O coelho pulou do meu colo e Riwty voltou a sua forma de fae.

-Isso te incomodou?

-Sim.

-Você é ingrata.

-Você matou e comeu duas pessoas.

-Na verdade eu comecei a comê-los enquanto eles estavam vivos, só não podiam se mexer nem gritar.

-Isso é muito pior.

-Eles iam estuprar você e sua irmã, talvez até matar vocês depois.

-Mas você não precisava matá-los por isso, eram pessoas.

-Eram humanos. Eu não sou humano.

-E daí?

-Você chora por todas as galinhas que matou? Pelos porcos que comeu?

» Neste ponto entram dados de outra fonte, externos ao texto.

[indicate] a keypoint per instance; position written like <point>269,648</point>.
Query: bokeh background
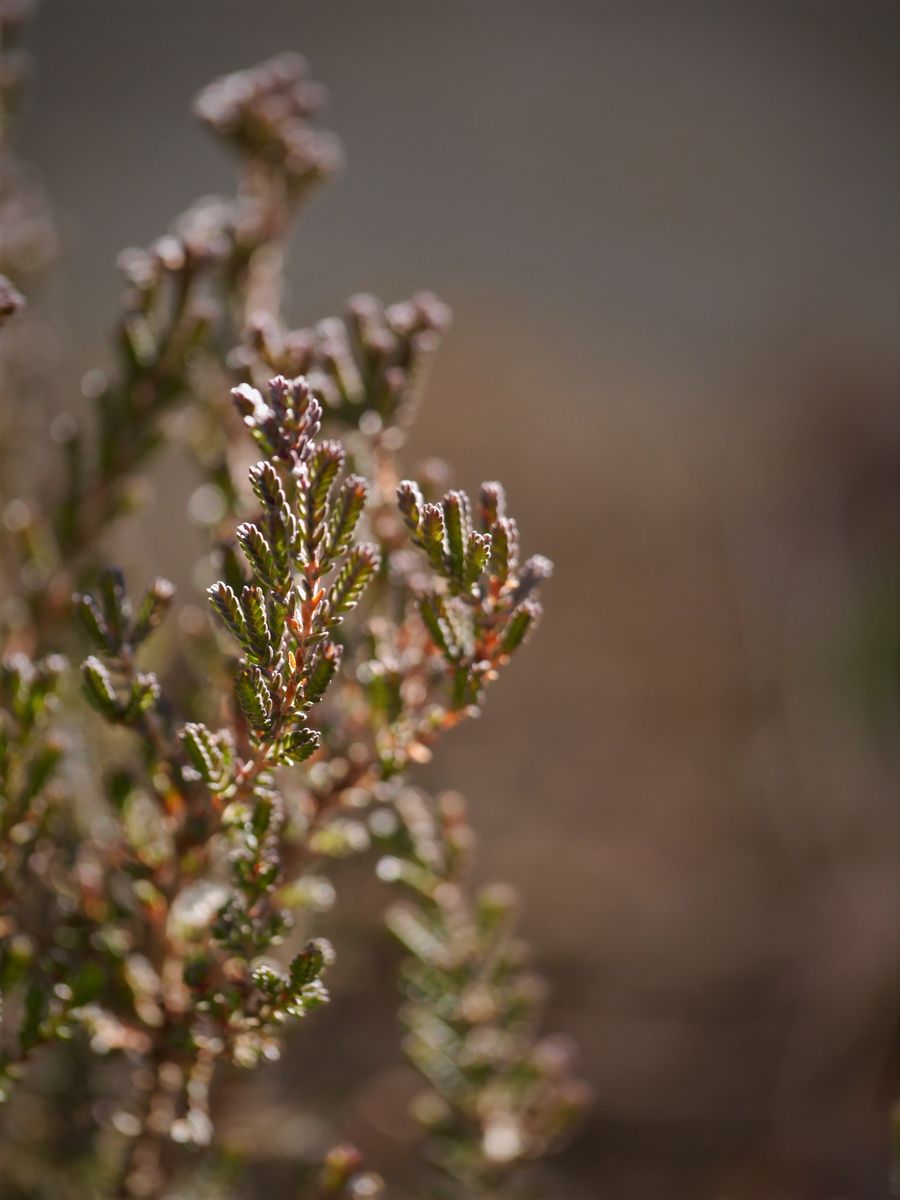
<point>669,233</point>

-É diferente, são animais.

-Você e eu também somos. A diferença é que você não é da mesma espécie deles e se acha superior. Mas eu também não sou da sua espécie e apesar de não ser minha opinião, você viu que alguns fae consideram humanos inferiores. Eu nunca escondi meu gosto por carne humana.

-Mas os outros animais não tem consciência.

-Como você sabe? Simples, você não sabe. Eu sei, sei porque posso virar diferentes animais. A consciência deles não é como a nossa, mas existe e eles sofrem ao morrer, tanto quanto vocês.

Eu não tinha como negar aquilo, fiquei triste ao pensar em como só me incomodou por ser alguém como eu. Será que a morte de um fae me incomodaria tanto assim? O fato de Riwty não ter apenas matado, mas devorado esses homens também tornava a coisa pior. Só que eu também comia animais, não tinha o direito de falar nada.

-Vou voltar para a estalagem.

-Eu levo você.
Riwty me pegou no colo, me senti aconchegada. Gostava muito do cheiro dele, seu cabelo caía nos meus braços e eu queria toca-lo, mas não tinha coragem.

Senti como se estivesse sendo amassada e em um piscar de olhos estava sentada na minha cama no colo de Riwty. Saí de cima dele e ele se transformou em Bolinho. Minha irmã dormia e eu não demorei muito para pegar no sono também.